Of course, they’re all tasty as can be, although perhaps subtler than you’d expect from the cheerful-looking bottles. They are “complex:” for example, the cardamom in the grapefruit/chamomile pop didn’t rise to the palate till it had swirled around in the glass a bit. Oskey says that all the Joia drinks do the whole front-mid-end palate thing, like wine. This is nice. Is it $5.99/four-pack worth of nice? That depends on who you are and what kind of party you’re throwing. If it’s on the shelf next to a three-dollar 12-pack of Sprite, you might think, “Oh, Sprite is fine, I’ll just throw in some cheap vodka and I’m good to go,” but if it’s sitting next to a $30 bottle of chardonnay, you could say, “This artisanal soda is all the rage, and such a bargain!”
“The target market is the ‘zest for life’ crowd,” Bob says (and his demeanor suggests that he, too, is a member of this crowd). “People who really like to celebrate life, like to have parties, like to have fun. These are people who want a distinctive drink. Something that says ‘this is a special occasion.’” You can see by the happy, casual, diverse people on the Joia website who he’s talking about. This is approximately the same crowd, minus the diversity and that guy in the sizable hat, who showed up at an introductory event for Joia at The Strip Club in St. Paul last week. Stylish foodies like Michelle Leon, Jason DeRusha, and Miss Erin swirled the jewel-colored pops (Joia means “gem” in Portuguese, FYI) and drank them straight up or with some fancy mixings.
Strip Club’s general manager Tim Niver was behind the bar for the occasion; he says the most popular Joia combo of the night was the grapefruit/chamomile/cardamom with blueberry-infused gin and Aperol. Naturally! Why not! Celebrate life and what have you!
Because it was at the Strip Club, where all the food is award-winningly fabulous, it was a little hard to concentrate on the drinks when they kept bringing out plates of snacks. I asked Oskey about the rolled hors d’oeuvre I was trying not to shovel into my pockets for later, and he informed me that it was local prosciutto stuffed with herbed ricotta and garnished with pickled black currants. He also informed me that the revolution in creative bartending, of which he is a leader and of which Joia is a beneficiary, began around 2005 and has been picking up steam ever since. (He went on to inform me that all bartenders try to pass themselves off as historians, when in fact they’re just making stuff up. I did not fact-check either of the preceding assertions, but you can consider yourself forewarned the next time you’re conversing with a bartender.)

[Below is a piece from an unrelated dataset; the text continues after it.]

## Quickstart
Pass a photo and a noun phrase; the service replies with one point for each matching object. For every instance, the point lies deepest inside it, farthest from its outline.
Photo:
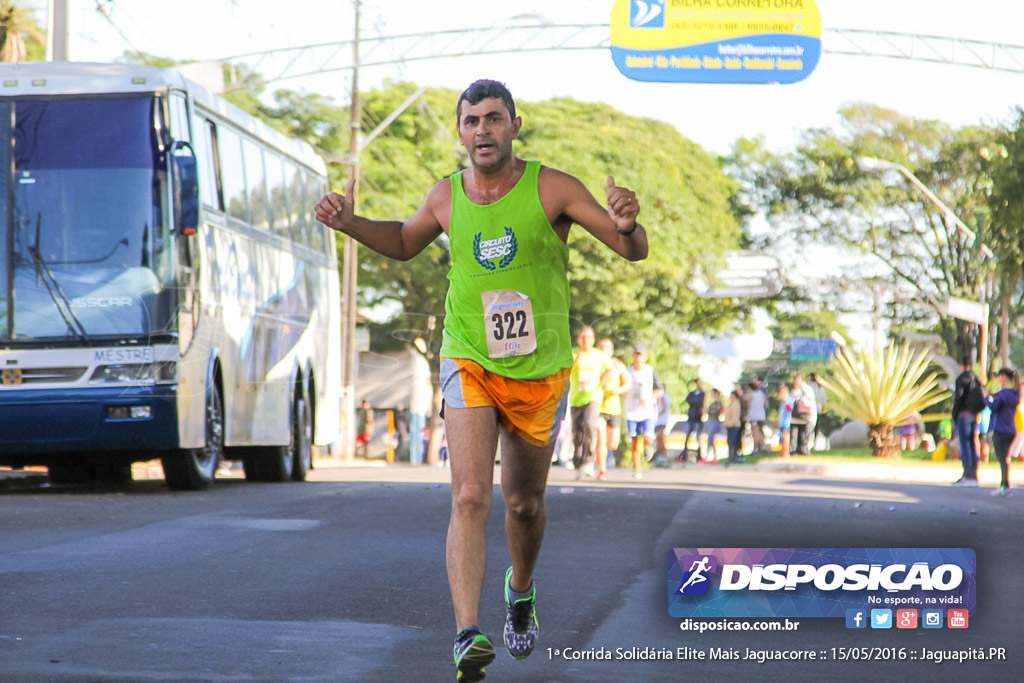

If, for some inexplicable reason, you don’t like any of the four sodas Joia is premiering, hang on: Oskey has two more flavors up his sleeve. Safford says they want to make sure they’ve developed their base before expanding, but look for a cranberry/cinnamon/pear around the holidays, and a ginger/apricot, once they’re sure it’s better than any other ginger soda on the market, which would mean really, really good.